The first thing one might notice about the menu at Jerusalem Restaurant (4818 Williamson Road, near the corner with Hershberger) is its extensive menu. Those familiar with the typical something-for-everyone menus of the diners found in the Northeast and elsewhere will feel right at home.

Homemade New York Style (thin crust) pizza (try the veggie pizza I was advised), calzone and stromboli are tempting, as are a wide array of pasta dishes, like the Dalmere pasta (10.99) with shrimp, scallops and whitefish, sautéed in olive oil and garlic with sun dried tomatoes and basil, served over penne pasta. Yumm. The spicy chicken pasta picante looks appetizing as well. A member of the wait staff recommended the Philly cheese steak pizza as a favorite. The ingredients used are fresh and all of the dough is made on-site daily.

High praise: a visiting New York Times reporter, after first remarking that he thought it might hurt the restaurant that diners had to pay an extra dollar for a house salad, called a day or so later to tell the staff at Jerusalem that it was some of the best pasta he had ever eaten.

That’s according to Saji Khawaja, one of the managers and son of owner “Mike” Jalil, who also owns convenience stores in the area. They moved to America from Jerusalem, in large part because of all the unrest in that ancient city between the Muslims and the Israeli Jews over who shall control it if a peace accord is ever reached.

In a nod to its Middle Eastern roots, Jerusalem Restaurant also features beef and chicken gyros, Mediterranean salads (tabbouleh, fattoush etc.) and a signature falafel wrap – fried patties made with homemade hummus (another Jerusalem Restaurant specialty, according to Khawaja), salad, pickles and a generous portion of tzatziki (cucumber sauce). Khawaja recommends the kebab dishes, “because of the way they’re seasoned.”

A recent taste test found the falafel wrap to be a treat indeed; the patties were moist under the fried exterior, not too hard, the dough wrap was fresh and did not overpower the falafel; the sauce was not too thick.
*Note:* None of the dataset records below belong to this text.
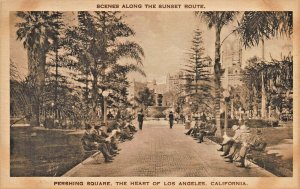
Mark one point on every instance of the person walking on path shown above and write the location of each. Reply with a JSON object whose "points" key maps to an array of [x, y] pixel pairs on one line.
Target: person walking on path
{"points": [[171, 119], [140, 119]]}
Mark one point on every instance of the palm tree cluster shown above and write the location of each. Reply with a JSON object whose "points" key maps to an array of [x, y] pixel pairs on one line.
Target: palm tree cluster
{"points": [[253, 27], [197, 76], [278, 83], [70, 66]]}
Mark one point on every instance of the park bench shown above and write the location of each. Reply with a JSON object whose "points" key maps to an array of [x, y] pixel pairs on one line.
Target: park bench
{"points": [[87, 152], [256, 153]]}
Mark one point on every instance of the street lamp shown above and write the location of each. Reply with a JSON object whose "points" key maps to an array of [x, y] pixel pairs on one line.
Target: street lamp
{"points": [[226, 99], [105, 95]]}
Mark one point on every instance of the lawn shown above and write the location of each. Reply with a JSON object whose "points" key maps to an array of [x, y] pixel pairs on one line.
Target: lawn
{"points": [[46, 153]]}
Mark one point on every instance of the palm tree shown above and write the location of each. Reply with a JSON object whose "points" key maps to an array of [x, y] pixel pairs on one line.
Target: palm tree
{"points": [[37, 31], [97, 46], [257, 26], [217, 20]]}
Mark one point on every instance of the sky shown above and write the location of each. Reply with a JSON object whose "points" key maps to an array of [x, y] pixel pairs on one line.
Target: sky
{"points": [[165, 37]]}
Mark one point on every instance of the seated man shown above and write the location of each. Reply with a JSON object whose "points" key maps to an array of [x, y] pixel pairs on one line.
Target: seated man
{"points": [[256, 142], [229, 141], [89, 143], [124, 131], [113, 133], [102, 137], [193, 127], [130, 126], [241, 140], [198, 128], [209, 132]]}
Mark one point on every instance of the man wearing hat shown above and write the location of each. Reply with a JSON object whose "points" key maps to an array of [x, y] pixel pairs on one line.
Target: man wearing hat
{"points": [[140, 119], [255, 143], [228, 141], [171, 119], [103, 138], [238, 142], [90, 143]]}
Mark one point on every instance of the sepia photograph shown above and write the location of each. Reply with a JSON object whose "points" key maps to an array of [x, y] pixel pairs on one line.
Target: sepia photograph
{"points": [[149, 94], [163, 94]]}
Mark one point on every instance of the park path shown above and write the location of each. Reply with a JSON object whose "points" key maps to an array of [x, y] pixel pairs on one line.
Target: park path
{"points": [[158, 151]]}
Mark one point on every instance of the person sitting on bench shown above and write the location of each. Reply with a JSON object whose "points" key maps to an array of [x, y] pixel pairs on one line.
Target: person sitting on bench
{"points": [[243, 139], [193, 126], [210, 132], [102, 137], [89, 143], [229, 141], [256, 143]]}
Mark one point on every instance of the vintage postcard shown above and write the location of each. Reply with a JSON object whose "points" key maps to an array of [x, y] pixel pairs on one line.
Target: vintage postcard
{"points": [[149, 94]]}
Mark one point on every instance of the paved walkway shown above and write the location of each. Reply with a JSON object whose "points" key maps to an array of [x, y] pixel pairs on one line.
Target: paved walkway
{"points": [[158, 151]]}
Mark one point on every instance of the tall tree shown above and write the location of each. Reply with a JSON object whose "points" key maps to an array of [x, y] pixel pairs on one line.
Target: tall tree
{"points": [[197, 77], [145, 98], [100, 42], [37, 31], [217, 20], [257, 26]]}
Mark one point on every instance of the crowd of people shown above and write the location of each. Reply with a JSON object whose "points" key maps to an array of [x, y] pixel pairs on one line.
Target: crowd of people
{"points": [[200, 128], [106, 138], [234, 149]]}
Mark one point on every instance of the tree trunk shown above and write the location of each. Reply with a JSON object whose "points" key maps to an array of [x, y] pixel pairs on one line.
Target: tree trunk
{"points": [[95, 90], [217, 69], [37, 71]]}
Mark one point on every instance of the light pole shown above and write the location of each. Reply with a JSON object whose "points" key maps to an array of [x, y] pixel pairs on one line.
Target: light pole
{"points": [[226, 99], [105, 95]]}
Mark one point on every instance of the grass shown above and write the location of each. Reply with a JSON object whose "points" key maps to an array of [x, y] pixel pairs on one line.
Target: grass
{"points": [[49, 153]]}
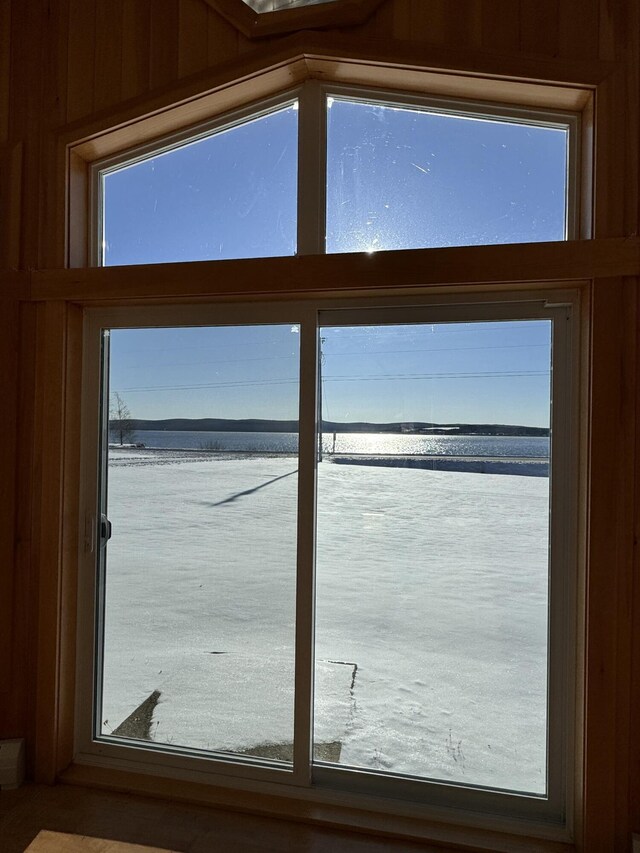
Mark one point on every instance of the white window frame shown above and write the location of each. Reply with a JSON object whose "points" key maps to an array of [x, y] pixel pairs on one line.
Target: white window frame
{"points": [[312, 97], [543, 817]]}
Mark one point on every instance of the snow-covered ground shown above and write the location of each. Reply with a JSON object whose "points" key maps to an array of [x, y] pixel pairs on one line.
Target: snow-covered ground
{"points": [[431, 612]]}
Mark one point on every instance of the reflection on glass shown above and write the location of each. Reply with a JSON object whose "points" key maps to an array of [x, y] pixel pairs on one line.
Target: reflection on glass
{"points": [[231, 194], [409, 178], [432, 552], [199, 575]]}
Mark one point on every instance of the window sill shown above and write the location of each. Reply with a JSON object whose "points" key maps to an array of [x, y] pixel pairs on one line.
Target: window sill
{"points": [[317, 811]]}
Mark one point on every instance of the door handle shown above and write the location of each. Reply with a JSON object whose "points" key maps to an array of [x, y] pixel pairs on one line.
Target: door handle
{"points": [[105, 530]]}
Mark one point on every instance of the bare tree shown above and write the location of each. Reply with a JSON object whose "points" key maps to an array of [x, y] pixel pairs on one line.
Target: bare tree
{"points": [[120, 419]]}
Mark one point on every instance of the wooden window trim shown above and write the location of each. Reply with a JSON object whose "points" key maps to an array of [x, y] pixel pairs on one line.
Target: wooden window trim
{"points": [[608, 480]]}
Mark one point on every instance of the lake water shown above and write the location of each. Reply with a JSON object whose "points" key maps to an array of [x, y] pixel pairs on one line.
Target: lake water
{"points": [[386, 444]]}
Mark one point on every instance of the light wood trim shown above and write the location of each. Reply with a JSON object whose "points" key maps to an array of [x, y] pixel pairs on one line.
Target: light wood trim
{"points": [[70, 535], [562, 261], [266, 71], [341, 13], [610, 554], [49, 544], [450, 835], [10, 203]]}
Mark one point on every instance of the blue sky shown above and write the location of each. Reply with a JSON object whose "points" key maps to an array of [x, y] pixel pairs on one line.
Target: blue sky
{"points": [[396, 178]]}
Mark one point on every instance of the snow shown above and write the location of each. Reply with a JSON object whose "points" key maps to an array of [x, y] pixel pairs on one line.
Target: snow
{"points": [[431, 612]]}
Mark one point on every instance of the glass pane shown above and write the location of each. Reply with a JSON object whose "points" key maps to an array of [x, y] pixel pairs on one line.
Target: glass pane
{"points": [[432, 551], [409, 178], [199, 575], [229, 195]]}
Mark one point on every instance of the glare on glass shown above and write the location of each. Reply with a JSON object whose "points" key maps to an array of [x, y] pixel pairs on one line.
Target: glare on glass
{"points": [[400, 178], [199, 575], [432, 568], [231, 194]]}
Topped off with a moist, flaky chunk of baklava (a Mediterranean delicacy in many countries), the experience left one wanting to come back for more.

In a nod to the Muslim roots of the family that owns it, some of the meat served by Jerusalem is prepared in the Halal fashion – animals cannot be slaughtered in front of another beast and the carcasses must be hung until all of the blood is drained. Khawaja said Muslims who observe Halal have found out about the restaurant since it opened several months ago, after a two-month delay due to a fire.

Khawaja said the head chef has a long history of cooking in major cities, bringing some of that experience to an extensive menu. “He’s been doing it for 18 years now,” said Khawaja of the chef, who has worked at Italiano’s in Salem and in Blacksburg as well. “We’ve never had any complaints about the food. Everything’s great,” he adds.